Lab 9 scan, robot frame (-3, 0)
Correct result, world frame (0, 3)
Incorrect result, world frame (0, 3)
Position (5, 3)
This was harder to localize accurately. Multiple scan angles hit the box at short range, producing readings the sensor model cannot explain from the true pose, so the belief committed to a nearby wrong cell on both runs.
Lab 9 scan, robot frame (-3, 5)
Incorrect result, world frame (5, 3)
Incorrect result, second run, world frame (5, 3)
Position (5, -3)
This position had the same difficulty as (5, 3). Proximity to the box caused the belief to land away from the true cell consistently.

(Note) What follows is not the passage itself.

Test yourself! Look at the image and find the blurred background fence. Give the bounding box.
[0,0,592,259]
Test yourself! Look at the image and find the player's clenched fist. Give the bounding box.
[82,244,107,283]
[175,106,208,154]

Lab 9 scan, robot frame (3, 5)
Incorrect result, world frame (5, -3)
Full Map Reference
The combined Lab 9 world-frame map below shows the box cluster clearly. Points from the (5, 3) and (5, -3) scan positions overlap heavily with the object geometry, which is why the filter struggles to uniquely identify those cells. Short object returns reduce the likelihood of the correct cell relative to nearby alternatives.
Discussion
Localization accuracy tracked closely with distance from the box. Position (-3, -2) was consistently correct, (0, 3) was mostly correct, and (5, 3) and (5, -3) failed regularly. The box introduces scan readings the sensor model assigns low likelihood to from the true pose, which lets neighboring cells outscore the correct one. The left-right friction asymmetry noted in Lab 9 also causes the robot to drift slightly off-axis during each rotation, adding a small systematic heading error the filter cannot correct for.
References
I used AI assistance to help structure this write-up and check syntax.